As it turned out, the national polls in 2016 were largely correct. Hillary Clinton won the popular vote by a couple percentage points – as expected. Yet a 2% advantage in the popular vote is a close contest. In several battleground pre-election state polls, Clinton’s lead was in fact within the margin of error. To close to call.
However, many analysts and media figures ignored the evidence. Weeks before Election Day, major news and polling organizations portrayed the race as effectively over – even though a large percent of voters remained undecided and battleground states were closely contested.
It seems the biggest problem in 2016 was not the polls – as they accurately projected a close race. Rather, a significant problem was the people that analyzed and commented on them.
To his credit, Nate Silver at 538 acknowledged his own errors and blamed groupthink.
He argued that political journalists and analysts are a homogenous class: Most possessed advanced degrees, lived largely in Washington DC, New York, and other major metropolitan areas, and voted Democrat. In addition, the group did not reside in the swing states or understand rural America – precisely those places that produced unexpected support for Trump. Finally, no one this group knew, worked with, and discussed politics with, believed Trump had a chance.
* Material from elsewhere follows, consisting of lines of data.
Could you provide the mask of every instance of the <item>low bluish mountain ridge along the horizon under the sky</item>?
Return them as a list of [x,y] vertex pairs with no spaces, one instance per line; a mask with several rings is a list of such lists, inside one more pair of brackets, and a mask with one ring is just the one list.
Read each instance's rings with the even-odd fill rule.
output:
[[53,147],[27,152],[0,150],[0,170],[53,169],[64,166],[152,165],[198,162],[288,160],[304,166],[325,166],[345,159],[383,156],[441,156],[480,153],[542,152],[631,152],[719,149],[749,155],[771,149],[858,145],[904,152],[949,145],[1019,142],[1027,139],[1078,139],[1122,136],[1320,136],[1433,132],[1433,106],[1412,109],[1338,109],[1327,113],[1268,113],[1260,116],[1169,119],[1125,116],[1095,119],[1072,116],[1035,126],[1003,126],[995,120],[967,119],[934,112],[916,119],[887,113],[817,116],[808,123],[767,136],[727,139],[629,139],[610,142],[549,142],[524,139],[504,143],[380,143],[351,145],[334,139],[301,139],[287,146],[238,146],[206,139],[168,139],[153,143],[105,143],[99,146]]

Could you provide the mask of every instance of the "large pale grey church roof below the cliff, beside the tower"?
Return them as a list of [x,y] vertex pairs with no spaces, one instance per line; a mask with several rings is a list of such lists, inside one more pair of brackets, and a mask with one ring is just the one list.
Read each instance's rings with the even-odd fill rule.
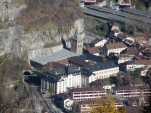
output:
[[71,51],[68,51],[66,49],[61,49],[61,50],[58,50],[54,53],[50,53],[46,56],[36,57],[36,58],[31,59],[31,60],[34,61],[34,62],[37,62],[41,65],[45,65],[49,62],[55,62],[55,61],[67,59],[67,58],[70,58],[70,57],[73,57],[73,56],[77,56],[77,54],[73,53]]

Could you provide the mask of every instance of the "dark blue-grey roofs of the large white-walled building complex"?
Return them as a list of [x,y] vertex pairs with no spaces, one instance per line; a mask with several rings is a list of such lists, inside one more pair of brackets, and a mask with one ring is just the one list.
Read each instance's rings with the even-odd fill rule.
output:
[[97,71],[97,70],[118,67],[118,65],[115,64],[114,61],[108,60],[108,59],[105,61],[101,61],[100,57],[96,58],[91,55],[81,55],[81,56],[75,56],[75,57],[81,60],[86,60],[86,59],[92,60],[93,62],[95,62],[95,64],[90,63],[82,67],[77,66],[77,65],[70,65],[70,66],[64,66],[61,68],[55,68],[53,70],[48,71],[46,73],[47,76],[45,76],[43,79],[46,79],[49,81],[57,81],[61,78],[61,76],[68,76],[68,74],[73,74],[73,75],[83,74],[83,75],[89,76],[94,71]]

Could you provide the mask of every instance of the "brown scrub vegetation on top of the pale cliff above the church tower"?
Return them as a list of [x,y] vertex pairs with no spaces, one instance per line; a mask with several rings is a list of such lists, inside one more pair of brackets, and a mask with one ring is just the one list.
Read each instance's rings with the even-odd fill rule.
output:
[[25,3],[27,8],[17,23],[27,31],[57,28],[59,32],[66,32],[81,16],[79,0],[25,0]]

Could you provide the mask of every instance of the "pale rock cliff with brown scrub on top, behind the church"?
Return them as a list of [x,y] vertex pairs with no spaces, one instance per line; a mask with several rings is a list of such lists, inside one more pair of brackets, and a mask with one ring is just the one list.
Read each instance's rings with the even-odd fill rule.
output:
[[[0,55],[12,53],[15,56],[22,57],[25,56],[25,54],[27,55],[29,50],[42,50],[42,48],[50,48],[58,45],[61,43],[61,38],[68,40],[74,36],[76,31],[80,33],[80,30],[84,28],[83,20],[80,19],[80,16],[77,16],[79,15],[77,11],[80,10],[77,8],[77,5],[75,5],[76,3],[74,4],[74,1],[69,1],[68,3],[65,2],[65,0],[61,0],[60,2],[57,2],[57,0],[43,0],[43,3],[37,3],[37,0],[31,0],[27,4],[21,4],[21,6],[16,5],[17,3],[15,4],[14,1],[17,2],[17,0],[3,0],[3,4],[6,1],[8,5],[5,4],[6,6],[4,7],[1,4],[0,7],[7,10],[6,12],[10,12],[12,9],[15,10],[13,13],[9,13],[11,17],[5,15],[6,18],[3,18],[2,15],[0,16],[2,19],[1,24],[6,26],[0,29]],[[11,2],[13,3],[12,6]],[[37,3],[37,6],[34,5],[35,7],[31,8],[32,3]],[[53,20],[51,20],[51,15],[55,10],[49,8],[51,13],[47,11],[44,12],[45,6],[48,7],[52,4],[53,8],[58,10]],[[60,6],[60,8],[57,9],[56,6]],[[73,10],[74,7],[75,9]],[[59,13],[61,8],[65,16]],[[37,11],[39,9],[41,9],[40,12],[43,14]],[[73,12],[71,12],[70,9],[73,10]],[[72,18],[70,18],[70,16]],[[39,17],[40,20],[37,20],[36,17]],[[73,17],[75,18],[73,19]],[[57,18],[59,18],[60,21]],[[66,22],[67,20],[70,21],[70,24]],[[75,25],[75,23],[79,25]]]

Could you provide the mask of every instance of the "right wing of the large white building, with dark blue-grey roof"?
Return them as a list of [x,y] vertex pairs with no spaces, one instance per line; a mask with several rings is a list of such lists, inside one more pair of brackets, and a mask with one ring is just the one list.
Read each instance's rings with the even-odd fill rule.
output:
[[114,61],[92,54],[75,57],[71,59],[71,63],[83,68],[86,75],[89,76],[89,83],[116,76],[119,72],[119,66]]

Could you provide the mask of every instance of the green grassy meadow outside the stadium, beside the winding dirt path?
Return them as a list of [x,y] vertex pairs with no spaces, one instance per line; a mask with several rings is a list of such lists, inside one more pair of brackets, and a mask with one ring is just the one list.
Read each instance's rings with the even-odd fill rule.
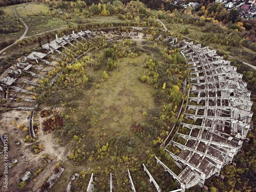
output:
[[[69,19],[62,19],[49,15],[50,9],[44,4],[36,4],[36,3],[25,3],[7,7],[0,7],[1,10],[7,15],[14,15],[13,10],[16,11],[17,15],[24,20],[24,22],[28,26],[28,32],[25,37],[34,36],[36,34],[44,33],[50,30],[55,30],[63,27],[74,27],[78,24],[89,24],[89,23],[114,23],[114,22],[124,22],[117,18],[117,16],[110,16],[110,17],[91,17],[86,18],[82,16],[75,16],[73,13],[69,13],[71,18]],[[56,10],[52,10],[53,12]],[[25,32],[25,26],[20,23],[23,28],[15,33],[9,34],[0,34],[0,41],[4,40],[17,40],[19,39]],[[111,25],[110,25],[111,26]],[[107,26],[106,26],[107,27]],[[27,46],[29,48],[30,46]],[[34,46],[32,46],[34,47]],[[21,52],[17,45],[9,48],[6,50],[6,55],[11,55],[13,53]]]

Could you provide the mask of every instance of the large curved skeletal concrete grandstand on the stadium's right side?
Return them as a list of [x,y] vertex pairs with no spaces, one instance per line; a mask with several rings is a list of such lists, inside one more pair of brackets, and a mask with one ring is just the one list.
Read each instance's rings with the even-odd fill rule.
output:
[[[156,160],[179,183],[180,189],[175,191],[185,191],[197,184],[204,187],[207,179],[220,176],[221,169],[239,152],[251,127],[251,92],[242,74],[216,50],[201,48],[193,41],[178,42],[171,36],[164,42],[181,50],[190,78],[184,118],[164,146],[181,173],[176,175]],[[173,147],[178,147],[179,153],[168,150]]]

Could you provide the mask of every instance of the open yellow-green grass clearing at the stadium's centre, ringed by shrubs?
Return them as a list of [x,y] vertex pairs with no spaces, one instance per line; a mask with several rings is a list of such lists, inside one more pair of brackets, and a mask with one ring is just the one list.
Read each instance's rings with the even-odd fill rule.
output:
[[132,123],[143,119],[143,111],[154,108],[154,89],[137,79],[144,73],[143,61],[147,57],[143,54],[118,59],[118,72],[114,69],[109,79],[95,83],[95,89],[85,93],[81,106],[87,105],[87,111],[95,114],[90,136],[100,139],[97,135],[106,132],[105,143],[111,136],[130,135]]

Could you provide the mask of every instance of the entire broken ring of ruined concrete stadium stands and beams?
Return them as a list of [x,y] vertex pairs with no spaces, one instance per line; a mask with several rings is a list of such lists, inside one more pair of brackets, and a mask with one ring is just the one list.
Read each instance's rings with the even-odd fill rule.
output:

In short, the vast majority of political journalists and election analysts read the polling data in ways that reproduced their mindset. The irony is that the group often scolded “ordinary” American’s for living in self-serving information bubbles. Yet on Election Day, it was the media’s bubble that burst.
The most famous polling error in American history is captured by the image of a delighted Harry S. Truman holding aloft the Chicago Daily Tribune whose headline read, Dewy Defeats Truman. It was a major blunder, a devastating mistake that damaged the reputation of polling firms across America. The polling industry was certain Dewy would win.
Just like in 2016, the 1948 election aftermath produced several explanations for the inaccurate forecast. They are familiar. The number of undecideds broke for Truman not Dewy. Among likely voters, Dewy supporters were overrepresented and Truman voters underrepresented.
These were not technical problems, but errors in judgment – judgments influenced by a strong consensus about who would win.
The good news for 2020 forecasting:
- There are many more battle ground polls.
- According to some surveys, the number of undecideds is about half of what is was at this time four years ago.
- While expert consensus again supports a strong Democrat victory, most journalists and pollsters appear wary and relatively guarded about strident predictions.
Together, these circumstances favor accurate forecasts.
Now the bad news – 2020 is a different kind of election.
- The election takes place during a global pandemic that has killed thousands of Americans.
- The election takes place during an economic downturn not witnessed in decades.
- The election takes place during widespread protests for racial justice.
Together, these circumstances make forecasts more uncertain. Who will voters blame for the economy, for racial discord, and who will be the likely voters in a pandemic?
Regardless, the forecasting industry must get it right. They cannot afford another blunder.